In the Last Episode, we ventured into the dark cold basement of The Nerd of Noir’s Bar, trying to coax him out and into the light.

The first clue may have been the Harleys outside. Harleys that didn’t belong to any of the other clubs that had been trickling in all that day. The second thing Lafitte noticed that wasn’t what he would’ve expected from an indie genre bookstore was the giant warehouse next door full of immense machinery, the sort you build bridges and airplanes with. Three stories tall, two stories wide, and greased up to take on any army.

The guy leaning against the wall beside the front door sipped more of his coal-black coffee and watched, warily it seemed, as Lafitte loped up to the Central Crime Zone. He wondered if the Nerd of Noir was getting all his books from these guys.

Lafitte nodded. Coffee Man nodded back.

“Your bikes?”

“The realization of my dreams, more like it.” Another sip. Coffee Man flicked his chin down towards where all the noise and smoke was coming from. “You with all that?”

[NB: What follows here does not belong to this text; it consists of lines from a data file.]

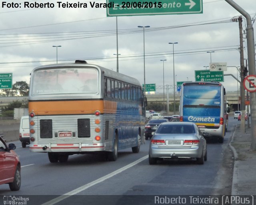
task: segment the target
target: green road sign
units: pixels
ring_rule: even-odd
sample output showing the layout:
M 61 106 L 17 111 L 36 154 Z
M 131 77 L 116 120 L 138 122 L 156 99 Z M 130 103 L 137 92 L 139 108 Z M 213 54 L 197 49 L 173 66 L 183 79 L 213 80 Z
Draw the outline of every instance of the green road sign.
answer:
M 208 70 L 195 71 L 195 78 L 196 81 L 224 82 L 223 71 L 210 72 Z
M 106 0 L 107 16 L 203 13 L 202 0 Z
M 0 89 L 12 88 L 12 73 L 0 73 Z
M 144 84 L 142 84 L 142 88 L 144 88 Z M 146 84 L 146 91 L 150 92 L 155 91 L 156 92 L 156 83 L 152 84 Z

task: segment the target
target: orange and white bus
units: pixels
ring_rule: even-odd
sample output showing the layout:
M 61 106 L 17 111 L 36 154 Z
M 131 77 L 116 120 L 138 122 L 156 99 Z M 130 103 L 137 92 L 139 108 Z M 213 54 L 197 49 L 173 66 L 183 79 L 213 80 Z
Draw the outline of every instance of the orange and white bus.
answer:
M 31 74 L 30 144 L 51 162 L 76 154 L 139 152 L 146 99 L 136 79 L 85 61 L 42 66 Z

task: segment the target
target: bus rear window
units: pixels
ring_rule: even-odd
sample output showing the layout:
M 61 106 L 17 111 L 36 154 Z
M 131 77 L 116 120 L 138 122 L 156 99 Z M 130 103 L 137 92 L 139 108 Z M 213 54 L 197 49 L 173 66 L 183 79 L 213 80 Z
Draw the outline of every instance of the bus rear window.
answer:
M 183 95 L 186 98 L 192 99 L 219 99 L 221 87 L 190 85 L 184 87 Z
M 97 93 L 98 76 L 92 68 L 38 70 L 33 75 L 32 95 Z

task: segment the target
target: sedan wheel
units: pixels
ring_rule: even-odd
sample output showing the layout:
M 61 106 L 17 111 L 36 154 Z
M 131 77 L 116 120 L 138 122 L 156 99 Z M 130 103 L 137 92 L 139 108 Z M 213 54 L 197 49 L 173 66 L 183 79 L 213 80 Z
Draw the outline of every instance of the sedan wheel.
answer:
M 9 184 L 10 189 L 12 191 L 18 191 L 20 190 L 21 183 L 20 171 L 20 169 L 17 167 L 16 168 L 14 180 L 12 182 Z

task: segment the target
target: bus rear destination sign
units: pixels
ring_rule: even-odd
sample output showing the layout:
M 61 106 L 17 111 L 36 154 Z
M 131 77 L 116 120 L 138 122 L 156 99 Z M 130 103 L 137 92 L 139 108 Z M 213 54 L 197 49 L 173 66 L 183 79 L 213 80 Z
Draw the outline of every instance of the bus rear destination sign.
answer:
M 203 13 L 202 0 L 106 0 L 107 16 Z
M 0 89 L 12 88 L 12 73 L 0 73 Z
M 224 82 L 223 71 L 211 72 L 208 70 L 195 71 L 195 78 L 196 81 Z

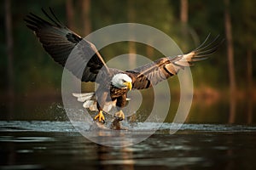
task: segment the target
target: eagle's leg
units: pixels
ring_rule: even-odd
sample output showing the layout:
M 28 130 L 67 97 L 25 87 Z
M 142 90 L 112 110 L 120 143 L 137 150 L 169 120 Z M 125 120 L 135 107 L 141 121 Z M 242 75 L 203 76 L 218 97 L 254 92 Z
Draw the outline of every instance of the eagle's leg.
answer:
M 122 110 L 119 110 L 118 112 L 116 112 L 114 116 L 118 117 L 119 121 L 123 121 L 125 119 L 125 114 Z
M 102 110 L 100 110 L 99 113 L 94 117 L 94 120 L 99 119 L 99 122 L 105 122 L 105 117 L 102 113 Z

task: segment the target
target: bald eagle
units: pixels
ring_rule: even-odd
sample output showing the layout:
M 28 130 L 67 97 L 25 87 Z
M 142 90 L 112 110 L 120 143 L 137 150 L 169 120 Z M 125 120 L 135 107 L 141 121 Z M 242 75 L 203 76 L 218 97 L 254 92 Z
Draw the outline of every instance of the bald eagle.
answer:
M 108 68 L 95 45 L 65 26 L 51 8 L 49 13 L 44 9 L 42 11 L 49 21 L 30 13 L 24 20 L 26 26 L 35 32 L 45 51 L 63 67 L 75 47 L 82 49 L 79 60 L 71 59 L 71 65 L 66 65 L 66 68 L 82 82 L 99 83 L 96 92 L 73 95 L 79 101 L 84 102 L 85 108 L 97 110 L 98 114 L 94 119 L 98 119 L 100 122 L 105 122 L 103 110 L 109 110 L 105 108 L 108 102 L 115 104 L 118 108 L 115 116 L 123 120 L 125 115 L 122 108 L 126 104 L 129 90 L 148 88 L 177 75 L 180 69 L 206 59 L 207 55 L 217 50 L 219 44 L 217 41 L 218 37 L 207 42 L 208 36 L 201 46 L 187 54 L 160 58 L 134 70 L 124 71 Z M 87 61 L 87 65 L 83 67 L 81 61 Z M 83 67 L 82 71 L 80 67 Z

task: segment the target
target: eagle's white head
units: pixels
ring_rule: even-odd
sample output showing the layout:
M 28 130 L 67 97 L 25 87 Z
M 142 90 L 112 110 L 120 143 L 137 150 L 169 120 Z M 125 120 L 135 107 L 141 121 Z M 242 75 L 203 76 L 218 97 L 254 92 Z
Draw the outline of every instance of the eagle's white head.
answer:
M 130 90 L 132 88 L 132 80 L 131 78 L 124 73 L 119 73 L 113 76 L 111 80 L 112 85 L 118 88 L 129 88 Z

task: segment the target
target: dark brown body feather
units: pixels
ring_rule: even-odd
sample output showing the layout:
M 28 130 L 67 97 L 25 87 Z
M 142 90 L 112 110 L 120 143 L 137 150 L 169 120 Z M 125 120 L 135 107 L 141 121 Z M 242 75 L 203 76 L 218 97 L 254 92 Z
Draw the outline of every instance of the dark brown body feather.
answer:
M 193 62 L 205 59 L 218 47 L 218 37 L 188 54 L 160 58 L 132 71 L 119 71 L 108 68 L 102 57 L 91 42 L 63 26 L 49 8 L 51 16 L 42 9 L 50 22 L 30 14 L 25 19 L 27 27 L 38 37 L 44 48 L 54 60 L 69 70 L 83 82 L 96 82 L 100 84 L 96 91 L 97 108 L 102 110 L 106 100 L 117 99 L 117 105 L 123 107 L 126 103 L 127 89 L 111 85 L 113 75 L 125 73 L 132 79 L 132 88 L 144 89 L 177 74 L 180 69 L 189 66 Z

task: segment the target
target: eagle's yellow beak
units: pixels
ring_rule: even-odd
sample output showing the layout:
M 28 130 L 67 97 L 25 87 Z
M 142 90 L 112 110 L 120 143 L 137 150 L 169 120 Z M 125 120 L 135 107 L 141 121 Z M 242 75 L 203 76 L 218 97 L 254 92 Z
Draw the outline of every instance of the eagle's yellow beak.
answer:
M 124 82 L 124 84 L 128 88 L 129 90 L 131 90 L 132 84 L 130 82 Z

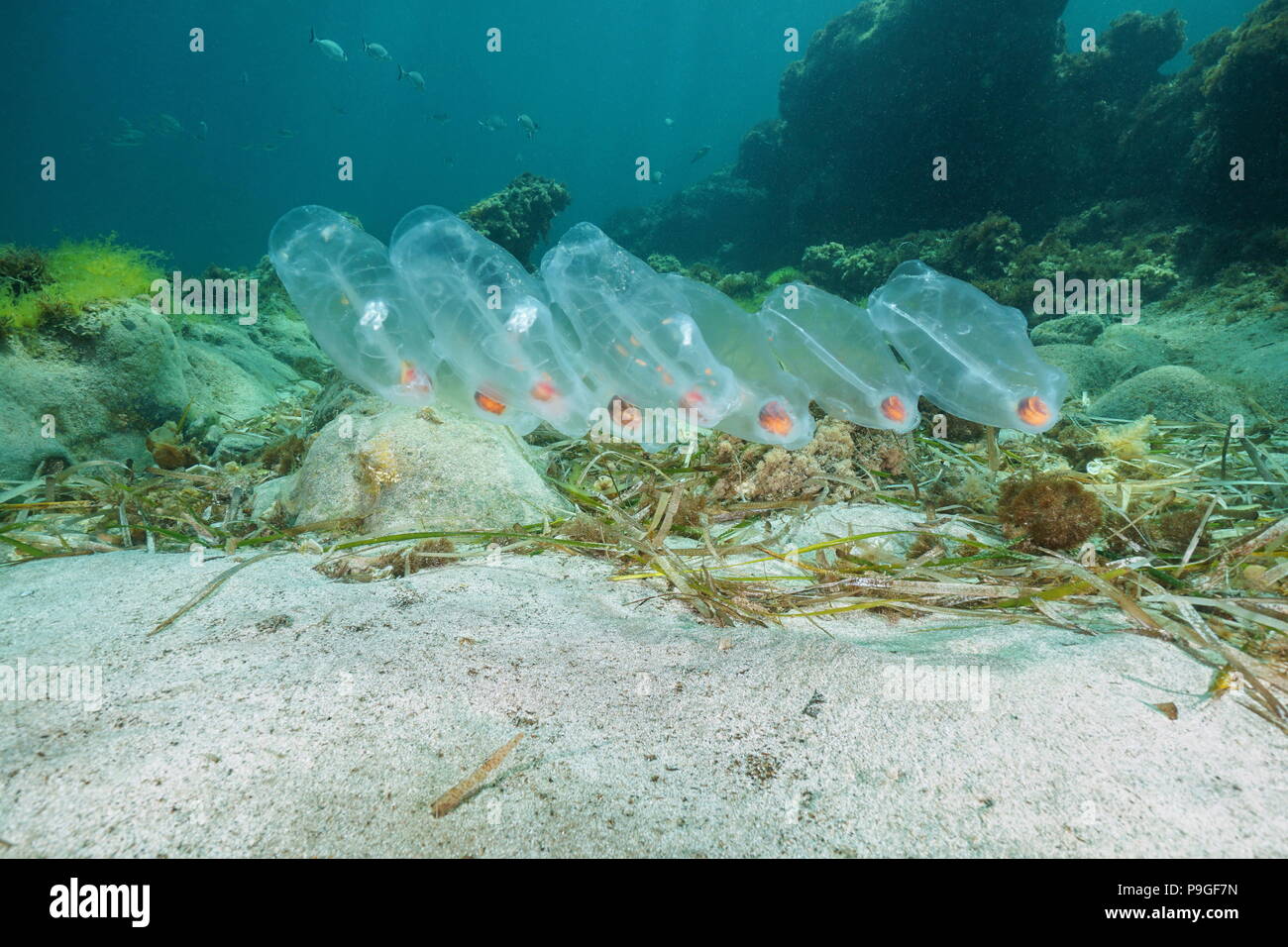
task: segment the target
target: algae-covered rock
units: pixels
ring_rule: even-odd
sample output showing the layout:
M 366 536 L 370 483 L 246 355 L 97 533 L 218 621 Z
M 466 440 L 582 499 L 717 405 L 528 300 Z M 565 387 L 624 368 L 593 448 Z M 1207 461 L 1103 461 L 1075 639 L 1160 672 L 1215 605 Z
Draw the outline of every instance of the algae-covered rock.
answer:
M 1074 398 L 1083 392 L 1100 394 L 1124 374 L 1123 362 L 1118 356 L 1094 345 L 1057 343 L 1039 345 L 1037 353 L 1043 362 L 1054 365 L 1069 376 L 1069 394 Z
M 1234 389 L 1184 365 L 1160 365 L 1119 381 L 1091 403 L 1101 417 L 1154 415 L 1162 421 L 1224 421 L 1247 415 Z
M 0 478 L 50 456 L 151 463 L 147 433 L 189 401 L 184 368 L 169 322 L 133 300 L 0 349 Z
M 242 326 L 167 318 L 134 299 L 75 313 L 0 347 L 0 479 L 24 479 L 45 457 L 148 465 L 156 428 L 185 412 L 197 432 L 251 417 L 298 387 L 300 368 L 326 365 L 304 323 L 281 313 Z
M 1090 345 L 1105 331 L 1105 321 L 1090 312 L 1078 312 L 1034 326 L 1029 338 L 1034 345 Z
M 344 412 L 318 433 L 282 505 L 298 524 L 361 519 L 367 535 L 500 530 L 565 513 L 527 451 L 506 429 L 443 406 Z
M 1095 345 L 1118 357 L 1128 374 L 1188 361 L 1170 339 L 1141 325 L 1114 322 L 1096 336 Z
M 528 264 L 532 247 L 545 240 L 550 222 L 569 201 L 568 188 L 559 182 L 524 173 L 505 189 L 462 211 L 461 219 Z

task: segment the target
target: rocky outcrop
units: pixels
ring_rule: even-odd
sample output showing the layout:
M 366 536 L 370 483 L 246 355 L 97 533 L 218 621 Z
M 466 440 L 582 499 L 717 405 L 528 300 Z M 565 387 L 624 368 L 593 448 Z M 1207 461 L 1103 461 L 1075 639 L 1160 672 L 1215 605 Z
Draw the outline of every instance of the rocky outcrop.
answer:
M 550 222 L 572 201 L 568 188 L 549 178 L 520 174 L 504 189 L 461 211 L 470 227 L 509 250 L 524 265 L 550 232 Z
M 255 508 L 277 502 L 296 523 L 344 519 L 366 535 L 502 530 L 567 514 L 528 447 L 505 428 L 446 406 L 352 402 L 328 421 L 286 483 L 270 481 Z
M 139 300 L 0 347 L 0 479 L 26 479 L 46 457 L 151 464 L 148 432 L 246 419 L 327 361 L 283 312 L 167 318 Z
M 643 254 L 770 269 L 811 245 L 993 211 L 1041 233 L 1105 197 L 1209 220 L 1284 216 L 1288 0 L 1198 44 L 1175 77 L 1159 73 L 1184 45 L 1175 12 L 1126 13 L 1068 53 L 1064 6 L 864 0 L 786 70 L 781 117 L 747 133 L 733 169 L 608 229 Z M 1245 182 L 1229 180 L 1231 156 L 1247 158 Z

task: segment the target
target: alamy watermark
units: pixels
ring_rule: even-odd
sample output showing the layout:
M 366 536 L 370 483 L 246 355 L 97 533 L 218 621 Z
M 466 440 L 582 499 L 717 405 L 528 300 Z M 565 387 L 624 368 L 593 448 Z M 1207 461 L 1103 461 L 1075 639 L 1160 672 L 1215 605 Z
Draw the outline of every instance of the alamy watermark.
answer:
M 68 701 L 94 713 L 103 707 L 102 665 L 0 665 L 0 701 Z
M 590 412 L 590 439 L 596 443 L 697 443 L 697 412 L 684 407 L 636 407 L 621 398 Z
M 1140 322 L 1140 280 L 1069 280 L 1060 269 L 1055 280 L 1034 281 L 1033 291 L 1037 316 L 1092 313 L 1124 316 L 1127 326 Z
M 918 665 L 909 657 L 881 669 L 881 679 L 887 701 L 960 702 L 975 713 L 988 710 L 988 665 Z
M 160 316 L 237 314 L 243 326 L 259 320 L 259 280 L 184 280 L 178 269 L 171 280 L 153 280 L 152 312 Z

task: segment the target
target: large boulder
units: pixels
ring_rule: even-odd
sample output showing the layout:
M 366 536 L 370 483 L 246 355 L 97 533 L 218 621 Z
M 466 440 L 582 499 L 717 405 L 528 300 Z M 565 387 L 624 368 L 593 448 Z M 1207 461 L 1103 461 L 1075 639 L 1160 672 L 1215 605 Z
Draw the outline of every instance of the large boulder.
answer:
M 1119 381 L 1091 403 L 1091 414 L 1122 420 L 1154 415 L 1160 421 L 1226 421 L 1248 411 L 1231 388 L 1184 365 L 1160 365 Z
M 444 406 L 368 399 L 318 432 L 277 500 L 296 524 L 362 521 L 358 528 L 371 536 L 504 530 L 567 514 L 532 450 L 507 429 Z
M 1069 394 L 1100 394 L 1123 376 L 1123 361 L 1108 349 L 1057 343 L 1038 345 L 1038 358 L 1069 376 Z
M 138 301 L 0 348 L 0 479 L 26 479 L 45 457 L 147 461 L 147 432 L 191 399 L 183 348 L 165 317 Z
M 26 479 L 46 457 L 149 464 L 149 430 L 185 412 L 197 430 L 249 419 L 327 366 L 283 312 L 242 326 L 130 299 L 10 335 L 0 344 L 0 479 Z

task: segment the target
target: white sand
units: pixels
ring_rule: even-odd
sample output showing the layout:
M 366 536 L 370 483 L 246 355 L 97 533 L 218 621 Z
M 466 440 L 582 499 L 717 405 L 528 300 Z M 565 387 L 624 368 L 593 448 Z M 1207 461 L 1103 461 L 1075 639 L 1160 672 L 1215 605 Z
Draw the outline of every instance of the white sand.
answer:
M 0 853 L 1288 854 L 1285 740 L 1203 702 L 1209 670 L 1163 643 L 721 630 L 562 554 L 372 585 L 313 562 L 255 563 L 153 638 L 227 560 L 0 571 L 0 664 L 102 665 L 106 692 L 97 713 L 0 703 Z M 884 696 L 907 657 L 987 666 L 988 709 Z

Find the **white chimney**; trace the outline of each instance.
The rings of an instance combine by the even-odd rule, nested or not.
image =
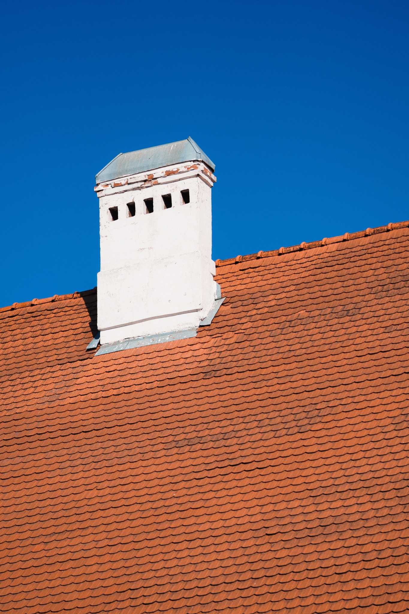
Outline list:
[[[189,137],[120,154],[96,176],[102,346],[196,331],[220,298],[212,260],[214,169]]]

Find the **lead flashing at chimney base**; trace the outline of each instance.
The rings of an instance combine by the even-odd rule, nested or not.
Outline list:
[[[101,345],[197,328],[207,317],[218,295],[211,257],[215,181],[204,163],[193,160],[96,187]]]

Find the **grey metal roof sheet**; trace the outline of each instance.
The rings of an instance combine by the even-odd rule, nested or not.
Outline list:
[[[126,175],[196,160],[205,162],[212,171],[215,170],[215,165],[210,158],[189,136],[174,143],[120,154],[96,175],[95,179],[97,184],[101,184]]]

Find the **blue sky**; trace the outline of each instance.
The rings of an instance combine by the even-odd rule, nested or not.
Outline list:
[[[4,2],[0,306],[99,268],[95,174],[189,135],[213,255],[409,219],[409,2]]]

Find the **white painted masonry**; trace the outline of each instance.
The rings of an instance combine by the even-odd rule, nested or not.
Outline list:
[[[192,161],[99,184],[101,344],[197,328],[214,305],[212,187]],[[190,201],[181,192],[188,190]],[[163,195],[170,195],[166,209]],[[144,202],[153,199],[153,212]],[[135,206],[131,216],[128,204]],[[110,209],[118,208],[118,219]],[[115,209],[114,209],[115,214]]]

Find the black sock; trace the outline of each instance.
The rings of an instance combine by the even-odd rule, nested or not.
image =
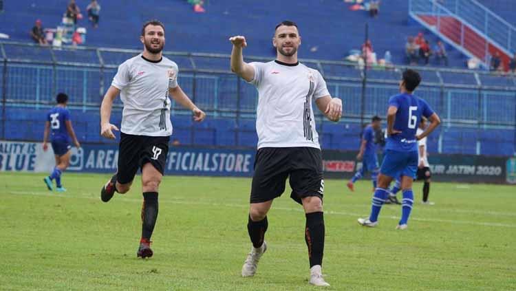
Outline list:
[[[158,192],[145,192],[142,206],[142,239],[151,239],[157,218]]]
[[[269,222],[267,221],[266,216],[259,222],[253,222],[251,220],[251,216],[249,215],[249,220],[247,222],[247,232],[249,233],[252,246],[258,248],[264,244],[265,232],[267,231],[268,226]]]
[[[308,247],[310,268],[322,266],[324,252],[324,217],[322,212],[306,214],[305,241]]]
[[[430,182],[425,182],[423,184],[423,202],[428,200],[428,194],[430,192]]]

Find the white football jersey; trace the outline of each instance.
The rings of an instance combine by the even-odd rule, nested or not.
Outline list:
[[[258,90],[258,149],[309,147],[321,149],[312,100],[329,96],[321,74],[297,63],[251,63]]]
[[[178,65],[163,56],[147,60],[140,54],[118,67],[111,85],[120,90],[124,103],[120,131],[147,136],[172,134],[169,81],[177,87]]]
[[[416,134],[419,136],[420,134],[423,133],[423,130],[420,128],[418,127],[418,131],[416,132]],[[423,147],[423,153],[424,153],[424,158],[423,159],[423,164],[424,164],[424,166],[430,166],[430,164],[428,163],[428,153],[427,152],[427,137],[424,137],[418,141],[418,147]],[[419,164],[419,161],[421,160],[421,155],[419,153],[419,149],[418,149],[418,164]]]

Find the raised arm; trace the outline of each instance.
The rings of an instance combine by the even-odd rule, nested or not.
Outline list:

Lafitte stared back down the road. Bikes lines the middle of the dusty road. Engine growls competed with heavy metal guitars. Luckily, he’d been able to head back to the Dive Bar and snag some chow before wandering off to the fringes again.

He answered, “More or less. Might if I take a look around?”

Coffee Man waved his free hand towards the door. “Mi casa, etc.” Then stuck it out for a shake. “Jon.”

Lafitte shook. “Billy.”

A gleam in Jon’s eye. Mischievous boy grin. “You ready to be surprised?”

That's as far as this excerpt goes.